牛乳2
牛乳について 2
前稿について少し考察してみます。
・人間が摂るべきものではない
分子的に考えると、タンパク質も脂質も糖質もすべていったん吸収可能な形に分解されるので、このあたりは植物だろうが肉だろうが差はありません。
しかし本当に「問題がない」と言い切れるのでしょうか。
飽和脂肪酸と不飽和脂肪酸の割合が人体に与える影響などはどうなのでしょうか?
タンパク質は本当にきれいに分解されてからのみ吸収されているのでしょうか?
またこれらのコンビネーションはどのような反応を引き出すのかデータはあるのでしょうか?

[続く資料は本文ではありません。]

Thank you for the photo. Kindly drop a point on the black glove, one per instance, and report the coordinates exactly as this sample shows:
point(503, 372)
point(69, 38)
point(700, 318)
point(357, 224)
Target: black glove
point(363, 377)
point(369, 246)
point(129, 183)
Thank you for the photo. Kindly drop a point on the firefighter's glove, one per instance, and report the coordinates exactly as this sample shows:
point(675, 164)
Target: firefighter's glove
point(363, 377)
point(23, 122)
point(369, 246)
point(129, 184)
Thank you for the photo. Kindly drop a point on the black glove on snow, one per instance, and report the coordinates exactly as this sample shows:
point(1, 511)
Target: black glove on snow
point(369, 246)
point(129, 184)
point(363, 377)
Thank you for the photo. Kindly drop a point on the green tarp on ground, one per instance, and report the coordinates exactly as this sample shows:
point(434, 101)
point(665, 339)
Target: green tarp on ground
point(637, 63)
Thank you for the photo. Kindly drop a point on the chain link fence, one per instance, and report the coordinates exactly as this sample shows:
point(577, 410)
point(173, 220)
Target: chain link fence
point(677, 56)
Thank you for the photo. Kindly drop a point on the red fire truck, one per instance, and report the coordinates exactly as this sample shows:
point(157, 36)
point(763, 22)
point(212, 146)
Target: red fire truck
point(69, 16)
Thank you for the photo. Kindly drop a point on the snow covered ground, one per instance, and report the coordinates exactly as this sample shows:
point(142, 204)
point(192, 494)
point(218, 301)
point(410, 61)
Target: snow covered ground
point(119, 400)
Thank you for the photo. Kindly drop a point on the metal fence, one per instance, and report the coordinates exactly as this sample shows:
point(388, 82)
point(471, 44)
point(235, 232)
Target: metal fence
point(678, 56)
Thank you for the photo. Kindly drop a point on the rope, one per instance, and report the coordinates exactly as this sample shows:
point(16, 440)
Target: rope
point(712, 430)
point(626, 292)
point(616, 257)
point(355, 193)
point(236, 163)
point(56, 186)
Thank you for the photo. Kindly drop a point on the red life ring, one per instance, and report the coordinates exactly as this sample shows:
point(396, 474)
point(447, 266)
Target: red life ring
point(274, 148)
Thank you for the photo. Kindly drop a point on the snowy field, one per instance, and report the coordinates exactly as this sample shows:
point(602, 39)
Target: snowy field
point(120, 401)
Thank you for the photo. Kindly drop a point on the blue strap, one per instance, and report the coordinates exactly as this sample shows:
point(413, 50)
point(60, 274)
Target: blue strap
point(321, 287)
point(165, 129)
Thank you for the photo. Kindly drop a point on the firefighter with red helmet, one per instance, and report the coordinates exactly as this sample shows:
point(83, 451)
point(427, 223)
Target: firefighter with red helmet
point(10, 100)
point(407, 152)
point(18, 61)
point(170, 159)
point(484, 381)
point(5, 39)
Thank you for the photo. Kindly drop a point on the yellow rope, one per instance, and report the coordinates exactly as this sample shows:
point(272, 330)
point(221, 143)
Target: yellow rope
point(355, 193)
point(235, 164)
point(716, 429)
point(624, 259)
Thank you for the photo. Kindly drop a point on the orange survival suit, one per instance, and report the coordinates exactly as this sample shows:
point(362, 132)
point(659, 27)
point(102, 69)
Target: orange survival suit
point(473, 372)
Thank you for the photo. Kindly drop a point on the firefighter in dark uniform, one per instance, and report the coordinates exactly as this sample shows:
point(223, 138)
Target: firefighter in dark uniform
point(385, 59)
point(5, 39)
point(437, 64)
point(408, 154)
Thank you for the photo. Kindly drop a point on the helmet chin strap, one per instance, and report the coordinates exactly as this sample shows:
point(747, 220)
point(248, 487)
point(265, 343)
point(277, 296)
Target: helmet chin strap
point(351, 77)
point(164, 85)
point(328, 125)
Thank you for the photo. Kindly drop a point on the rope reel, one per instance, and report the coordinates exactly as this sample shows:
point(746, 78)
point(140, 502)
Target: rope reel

このあたりは否定派も肯定派もはっきりと言い切れるものを持ってはいないように思います。
・アレルギーの頻発
これは本当に多いですね。
アナフィラキシーの発生率も低くないように思えます。
甘く見ない方が良さそうです。
その原因がアレルゲンタンパクの分子量と関連性があることは昔から指摘されています。
つまり代謝不可能な分子が小腸から吸収されるという、ある種の免疫異常がその背景であるというわけです。
十分な腸管の機能やIgAの働きがあればそれほど恐れることはありません。
・乳糖不耐症
乳糖は母乳の中にも含まれており、乳児はこれを分解する酵素をしばらくの間分泌しています。
しかし授乳をやめると、あるいは1歳を過ぎたあたりからこの酵素が分泌されなくなります。
以降特に日本人の場合、膵臓でこれを作り続けることはまれで、のむと下痢を繰り返すケースがあります。
ただし継続的に牛乳を飲んでいると、オンデマンドで分解酵素が作られることがあるそうです。
・カルシウム代謝問題
牛乳のカルシウムがかえってカルシウム不足を引き起こすという説です。
カルシウムは副甲状腺ホルモン、カルシトニン、ビタミンDなどによってその血中濃度をコントロールされています。
ですから牛乳によって補給されたカルシウムが血中のカルシウム濃度を狂わすという論調は非論理的と言えます。
ただしそれ以外の牛乳成分や要素がその問題を引き起こさないという確証がありません。
また臨床的には牛乳に頼ったカルシウム摂取をしている人は、おしなべて体力の低下を招きやすいように感じています。
・乳牛が摂る薬物の問題
乳牛の出す乳の成分は厳しく監視されています。
また不必要な薬物を飲ませるほど酪農家は余裕を持てる職業ではないようです。
これは一部の問題をことさら大きく取り上げているように思えてアンフェアであります。
こうしてみると否定派の意見も色々穴があるようですが、アレルギーをはじめとした乳製品による反応は決して気のせいではなさそうです。
この事実は牛乳そのものにあるのか。
はたまたアレルギーの増加という現象の方に重きを置いて考えるべき問題なのか。
次回は肯定派の意見について考えてみます。